Glass
The death of a business, or at least the death of a limb of a company, punctuates my experience of the warmth and beauty of late spring. This year seems laced with death of one kind or another. Accepting it with grace, observing it open-mindedly, being careful but not fearful has been my approach. Nature is filled with death and flowers, side by side. If this isn’t always apparent to me, that’s a failure of my perception more than any actual absence of one of these coexisting opposites. Am I choosing now to notice? Or am I simply capable of noticing for the first time?
All knowing involves active attention. We forget what we knew only a short time ago. Learning a thing once isn’t sufficient. If you aren’t revisiting it, reflecting on it, considering it anew, it is absent. It is the state of “not knowing”, even if you have known it once or twice before. Knowing is having, and not knowing is not having. That’s all.

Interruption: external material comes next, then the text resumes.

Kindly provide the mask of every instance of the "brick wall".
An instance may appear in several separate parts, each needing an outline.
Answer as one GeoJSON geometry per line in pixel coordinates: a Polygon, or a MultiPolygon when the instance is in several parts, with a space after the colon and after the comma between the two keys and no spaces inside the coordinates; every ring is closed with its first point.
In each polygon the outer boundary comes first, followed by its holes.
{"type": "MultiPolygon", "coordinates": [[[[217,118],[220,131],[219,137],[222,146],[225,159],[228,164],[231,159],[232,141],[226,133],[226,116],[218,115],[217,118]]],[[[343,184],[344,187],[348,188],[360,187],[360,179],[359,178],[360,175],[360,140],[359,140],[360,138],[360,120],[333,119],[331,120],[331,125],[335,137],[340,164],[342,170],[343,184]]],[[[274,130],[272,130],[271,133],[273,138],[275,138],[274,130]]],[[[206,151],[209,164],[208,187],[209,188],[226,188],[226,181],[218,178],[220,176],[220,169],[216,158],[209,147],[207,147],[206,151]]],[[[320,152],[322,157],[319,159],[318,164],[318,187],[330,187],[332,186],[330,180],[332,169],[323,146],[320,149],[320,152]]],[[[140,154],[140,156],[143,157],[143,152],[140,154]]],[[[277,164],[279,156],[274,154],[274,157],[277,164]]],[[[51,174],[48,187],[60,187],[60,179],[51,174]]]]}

It’s a special human thing to observe death and flowers side by side and think that it means something. It might, but probably does not, signify anything more than the material facts: that it is the end of spring and the retail space where I have worked for two years is closing suddenly, like a bird that has collided with an invisible pane of glass, folding its wings forever. Nobody knew that the glass was there. We were achieving an optimal velocity in retail terms. We were being told, “Excellent flying! Steady on!” by those who were moving the glass pane into our path.
Hitting the glass was a shock. It is a sad thing to witness something that once thrived crumple up to be subsumed by an indifferent landscape.